Type: Package
Title: Nadaraya-Watson Kernel Regression
Version: 1.0
Maintainer: Michail Tsagris <mtsagris@uoc.gr>
Depends: R (≥ 4.0)
Imports: Rcpp, RcppParallel, Rfast, Rfast2
LinkingTo: Rcpp, RcppParallel
Encoding: UTF-8
SystemRequirements: GNU make
Description: Fast implementation of Nadaraya-Watson kernel regression for either univariate or multivariate responses, with one or more bandwidths. K-fold cross-validation is also performed.
License: GPL-2 | GPL-3 [expanded from: GPL (≥ 2)]
RoxygenNote: 7.3.3
NeedsCompilation: yes
Packaged: 2026-02-12 11:34:55 UTC; mtsag
Author: Michail Tsagris [aut, cre], Christos Adam ORCID iD [aut]
Repository: CRAN
Date/Publication: 2026-02-16 18:00:09 UTC

Kernel regression with a numerical response vector or matrix

Description

Kernel regression (Nadaraya-Watson estimator) with a numerical response vector or matrix.

Usage

kern_reg(xnew, y, x, h = as.numeric( c(0.1, 0.2, 0.3, 0.4, 0.5, 
0.6, 0.7, 0.8, 0.9, 1.0 )), type = "gauss", ncores = 1L)

Arguments

xnew

A matrix with the new predictor variables whose compositions are to be predicted.

y

A numerical vector or a matrix with the response value.

x

A matrix with the available predictor variables.

h

The bandwidth value(s) to consider.

type

The type of kernel to use, "gauss" or "laplace".

ncores

The number of cores to use.
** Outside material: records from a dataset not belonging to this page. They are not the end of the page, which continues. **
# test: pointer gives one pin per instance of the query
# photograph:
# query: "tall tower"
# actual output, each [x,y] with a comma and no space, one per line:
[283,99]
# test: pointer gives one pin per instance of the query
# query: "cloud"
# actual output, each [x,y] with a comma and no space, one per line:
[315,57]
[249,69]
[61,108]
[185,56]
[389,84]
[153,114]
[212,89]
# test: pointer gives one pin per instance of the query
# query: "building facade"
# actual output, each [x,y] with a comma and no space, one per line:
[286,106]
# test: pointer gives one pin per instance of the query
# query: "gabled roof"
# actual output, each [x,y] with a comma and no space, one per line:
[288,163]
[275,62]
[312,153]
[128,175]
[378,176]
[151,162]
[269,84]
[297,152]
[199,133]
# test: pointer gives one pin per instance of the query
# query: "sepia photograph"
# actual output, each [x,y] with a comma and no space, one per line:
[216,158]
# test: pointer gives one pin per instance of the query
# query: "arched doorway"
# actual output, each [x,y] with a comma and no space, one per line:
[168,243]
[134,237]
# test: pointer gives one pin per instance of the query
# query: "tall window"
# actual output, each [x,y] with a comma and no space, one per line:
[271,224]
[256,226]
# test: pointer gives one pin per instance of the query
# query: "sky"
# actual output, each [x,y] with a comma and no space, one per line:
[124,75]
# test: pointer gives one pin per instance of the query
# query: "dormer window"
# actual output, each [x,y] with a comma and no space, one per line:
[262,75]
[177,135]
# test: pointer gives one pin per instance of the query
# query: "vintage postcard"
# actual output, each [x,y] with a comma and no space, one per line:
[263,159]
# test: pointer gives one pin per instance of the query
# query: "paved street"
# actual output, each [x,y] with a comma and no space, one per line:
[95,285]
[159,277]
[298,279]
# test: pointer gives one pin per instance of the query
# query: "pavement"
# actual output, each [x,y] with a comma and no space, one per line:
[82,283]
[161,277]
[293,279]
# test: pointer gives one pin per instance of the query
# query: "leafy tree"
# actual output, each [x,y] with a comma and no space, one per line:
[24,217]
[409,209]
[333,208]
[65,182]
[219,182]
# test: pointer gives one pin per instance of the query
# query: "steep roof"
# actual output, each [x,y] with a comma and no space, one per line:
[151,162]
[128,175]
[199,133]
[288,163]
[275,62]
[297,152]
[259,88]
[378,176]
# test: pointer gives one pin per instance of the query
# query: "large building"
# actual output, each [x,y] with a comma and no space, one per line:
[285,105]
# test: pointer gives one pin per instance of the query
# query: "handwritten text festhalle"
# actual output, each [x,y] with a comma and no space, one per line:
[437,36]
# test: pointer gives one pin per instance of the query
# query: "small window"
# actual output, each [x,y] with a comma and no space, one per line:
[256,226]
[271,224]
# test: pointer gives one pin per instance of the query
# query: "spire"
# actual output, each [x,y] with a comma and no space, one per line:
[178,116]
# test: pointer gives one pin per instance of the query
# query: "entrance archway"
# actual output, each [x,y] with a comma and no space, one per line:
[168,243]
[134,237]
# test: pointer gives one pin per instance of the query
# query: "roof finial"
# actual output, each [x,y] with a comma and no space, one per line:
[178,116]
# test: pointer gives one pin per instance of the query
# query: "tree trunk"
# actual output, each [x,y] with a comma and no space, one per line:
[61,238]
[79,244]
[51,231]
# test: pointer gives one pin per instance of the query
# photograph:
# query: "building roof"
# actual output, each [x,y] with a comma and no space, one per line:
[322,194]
If greater than 1, parallel computing will take place. It is advisable to use it if you have many observations and or many variables, otherwise it will slow down the process. The default is 1, meaning that code is executed serially.

Details

The Nadaraya-Watson estimator regression is applied.

Value

The fitted values. If a single bandwidth is considered then this is a vector or a matrix, depeding on the nature of the response. If multiple bandwidth values are considered then this is a matrix, if the response is a vector, or a list, if the response is a matrix.

Author(s)

Michail Tsagris and Christos Adam.

References

Wand M. P. and Jones M. C. (1994). Kernel smoothing. CRC press.

See Also

kernreg.tune

Examples

y <- iris[, 1]
x <- iris[, 2:4]
est <- kern_reg(x, y, x, h = c(0.1, 0.2) )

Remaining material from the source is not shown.